Sheep Love to Die by Phil Tong
‘I feel like we’ve been shifted sideways, here but not …’
In a split second, something happened, with repercussions over many years. With shades of Beckett or Pinter, the play looks at why – reasons, or excuses?
Two ladies, sisters, are trapped in burned out armchairs, in stark grey light and ghostly makeup. Something dreadful’s happened – but what? Memories are elusive, sleeting in via sudden bursts of sound.
Heather Alexander [Constance] and Lisa Harmer [Evelynn] as the ladies snip and bicker, poke and react, in Tong’s signature rapid-fire back and forth short sentence dialogue, groping to capture wistful memories of better times before they’re lost for good. There’s cast iron fragility and a lifetime of guilt, here.

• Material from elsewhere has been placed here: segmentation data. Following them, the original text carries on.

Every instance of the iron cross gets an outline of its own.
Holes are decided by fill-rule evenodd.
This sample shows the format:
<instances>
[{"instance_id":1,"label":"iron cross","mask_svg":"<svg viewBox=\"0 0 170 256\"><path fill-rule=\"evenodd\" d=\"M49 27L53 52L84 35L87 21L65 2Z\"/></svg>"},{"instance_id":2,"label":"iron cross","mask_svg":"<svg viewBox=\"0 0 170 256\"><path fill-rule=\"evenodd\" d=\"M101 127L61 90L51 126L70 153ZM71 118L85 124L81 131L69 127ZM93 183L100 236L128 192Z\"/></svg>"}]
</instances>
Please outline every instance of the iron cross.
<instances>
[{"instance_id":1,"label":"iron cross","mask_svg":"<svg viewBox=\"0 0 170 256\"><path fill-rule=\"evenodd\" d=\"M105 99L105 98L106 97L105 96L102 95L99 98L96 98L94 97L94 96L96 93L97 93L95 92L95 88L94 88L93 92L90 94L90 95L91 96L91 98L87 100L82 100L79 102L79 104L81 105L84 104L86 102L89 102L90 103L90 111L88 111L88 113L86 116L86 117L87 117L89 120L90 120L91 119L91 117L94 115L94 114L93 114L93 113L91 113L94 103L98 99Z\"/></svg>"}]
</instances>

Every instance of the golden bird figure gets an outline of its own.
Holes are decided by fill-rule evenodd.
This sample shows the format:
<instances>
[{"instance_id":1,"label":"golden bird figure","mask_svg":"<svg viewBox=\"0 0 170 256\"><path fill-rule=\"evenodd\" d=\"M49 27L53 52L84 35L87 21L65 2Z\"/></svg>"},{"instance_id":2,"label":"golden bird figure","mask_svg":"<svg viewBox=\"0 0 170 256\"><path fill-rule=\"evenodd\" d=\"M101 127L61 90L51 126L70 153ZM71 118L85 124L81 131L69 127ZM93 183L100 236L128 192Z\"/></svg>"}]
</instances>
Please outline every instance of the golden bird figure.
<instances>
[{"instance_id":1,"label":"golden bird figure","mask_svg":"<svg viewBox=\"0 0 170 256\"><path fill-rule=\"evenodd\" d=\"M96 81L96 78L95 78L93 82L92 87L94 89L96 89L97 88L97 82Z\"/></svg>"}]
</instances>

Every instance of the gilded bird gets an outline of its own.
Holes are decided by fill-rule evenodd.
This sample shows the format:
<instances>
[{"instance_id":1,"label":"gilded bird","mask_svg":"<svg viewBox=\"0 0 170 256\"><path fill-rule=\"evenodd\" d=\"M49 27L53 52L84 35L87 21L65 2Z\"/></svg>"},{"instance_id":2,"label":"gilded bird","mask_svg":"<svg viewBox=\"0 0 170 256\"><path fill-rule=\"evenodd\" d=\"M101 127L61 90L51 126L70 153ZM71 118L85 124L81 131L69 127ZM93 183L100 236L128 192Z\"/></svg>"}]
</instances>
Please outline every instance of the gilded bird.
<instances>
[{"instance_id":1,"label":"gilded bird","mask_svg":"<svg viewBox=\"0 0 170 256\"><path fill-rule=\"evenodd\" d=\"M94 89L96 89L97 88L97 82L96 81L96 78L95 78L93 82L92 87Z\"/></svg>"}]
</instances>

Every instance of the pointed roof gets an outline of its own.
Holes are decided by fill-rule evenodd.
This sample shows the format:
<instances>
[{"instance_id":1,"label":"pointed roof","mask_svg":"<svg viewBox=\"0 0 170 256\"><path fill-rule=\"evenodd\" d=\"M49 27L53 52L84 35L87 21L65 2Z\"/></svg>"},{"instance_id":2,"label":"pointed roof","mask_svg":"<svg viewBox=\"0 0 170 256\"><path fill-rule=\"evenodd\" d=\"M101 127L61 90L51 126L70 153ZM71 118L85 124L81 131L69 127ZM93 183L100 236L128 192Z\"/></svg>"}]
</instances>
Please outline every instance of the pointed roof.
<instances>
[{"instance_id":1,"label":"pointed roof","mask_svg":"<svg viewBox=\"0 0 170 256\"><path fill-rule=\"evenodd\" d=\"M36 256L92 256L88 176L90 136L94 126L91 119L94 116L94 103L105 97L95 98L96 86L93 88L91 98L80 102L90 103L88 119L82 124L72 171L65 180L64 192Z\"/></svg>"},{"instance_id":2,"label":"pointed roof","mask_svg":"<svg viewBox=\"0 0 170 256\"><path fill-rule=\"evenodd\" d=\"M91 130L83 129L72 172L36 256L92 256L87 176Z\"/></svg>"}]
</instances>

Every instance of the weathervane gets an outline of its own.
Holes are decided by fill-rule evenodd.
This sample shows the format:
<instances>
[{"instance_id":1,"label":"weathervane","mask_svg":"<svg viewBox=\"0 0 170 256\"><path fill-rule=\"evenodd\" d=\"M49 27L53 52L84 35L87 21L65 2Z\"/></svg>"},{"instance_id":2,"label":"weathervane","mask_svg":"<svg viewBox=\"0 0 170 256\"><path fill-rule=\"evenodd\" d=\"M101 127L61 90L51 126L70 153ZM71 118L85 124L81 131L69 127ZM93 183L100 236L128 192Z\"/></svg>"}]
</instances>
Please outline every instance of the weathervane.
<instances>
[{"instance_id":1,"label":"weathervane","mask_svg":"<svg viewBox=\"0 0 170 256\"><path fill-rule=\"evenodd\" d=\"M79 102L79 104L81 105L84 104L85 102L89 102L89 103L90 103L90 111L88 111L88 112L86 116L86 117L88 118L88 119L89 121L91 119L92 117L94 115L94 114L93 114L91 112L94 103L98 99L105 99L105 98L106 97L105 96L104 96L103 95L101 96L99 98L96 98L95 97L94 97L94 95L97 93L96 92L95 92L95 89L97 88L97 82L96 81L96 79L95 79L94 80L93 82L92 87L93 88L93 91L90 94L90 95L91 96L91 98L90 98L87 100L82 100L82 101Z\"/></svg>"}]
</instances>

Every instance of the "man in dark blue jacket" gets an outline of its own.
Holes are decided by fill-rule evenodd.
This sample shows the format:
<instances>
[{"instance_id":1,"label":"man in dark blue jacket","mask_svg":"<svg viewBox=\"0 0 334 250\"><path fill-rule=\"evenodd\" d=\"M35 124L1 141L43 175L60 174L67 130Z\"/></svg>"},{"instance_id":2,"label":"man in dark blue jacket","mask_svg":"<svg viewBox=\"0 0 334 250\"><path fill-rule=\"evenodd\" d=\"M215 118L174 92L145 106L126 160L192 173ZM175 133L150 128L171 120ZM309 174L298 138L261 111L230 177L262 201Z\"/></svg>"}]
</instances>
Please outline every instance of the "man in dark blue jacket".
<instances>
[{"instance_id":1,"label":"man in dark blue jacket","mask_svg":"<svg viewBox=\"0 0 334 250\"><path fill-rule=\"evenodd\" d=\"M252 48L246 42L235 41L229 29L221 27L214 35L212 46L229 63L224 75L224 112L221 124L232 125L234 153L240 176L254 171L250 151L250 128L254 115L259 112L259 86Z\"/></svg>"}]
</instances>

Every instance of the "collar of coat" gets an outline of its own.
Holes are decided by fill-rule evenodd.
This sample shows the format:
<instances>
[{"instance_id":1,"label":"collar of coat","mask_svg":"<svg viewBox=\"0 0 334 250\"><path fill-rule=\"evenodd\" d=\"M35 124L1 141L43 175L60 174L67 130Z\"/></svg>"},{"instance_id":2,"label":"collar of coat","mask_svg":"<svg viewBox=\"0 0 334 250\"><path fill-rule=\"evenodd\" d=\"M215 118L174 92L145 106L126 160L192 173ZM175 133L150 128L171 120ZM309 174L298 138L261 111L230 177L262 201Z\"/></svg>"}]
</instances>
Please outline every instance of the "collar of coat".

The set’s a series of wheeled wooden frames in a black box runway space, completely see through, yet still claustrophic, the women trapped between four shifting insubstantial walls.
Characters push and reconfigure them, thumping them on the ground, stepping through and between them, chopped timelines of past, present and future all merge and swirl.
There’s an assured soundscape and lighting effects, some serious tech in the little space.
Cydney Edwards’s Janey, a young woman just wanting, finally, her break, her step up into a better world, pins all her hopes on dodgy ground. Jordan Southwell’s Steve is an edgy lost boy, seeming one thing, drawn inevitably down into something else.
Nathan Gardner as Daz reveals a victim haunted by family tragedy, expressed in barnstorming rap bravado that will set him on a ruinous path.
And John McCormack’s lyrical gangster Kavanagh is seasoned, mysterious and wise.
Different times and places happen in the same space until they all converge, leading to what must happen, to what has already happened.
Although sometimes it’s a little uncertain what’s happened when and where, John Berry directs an assured cast of well drawn characters each with their own distinctive voice.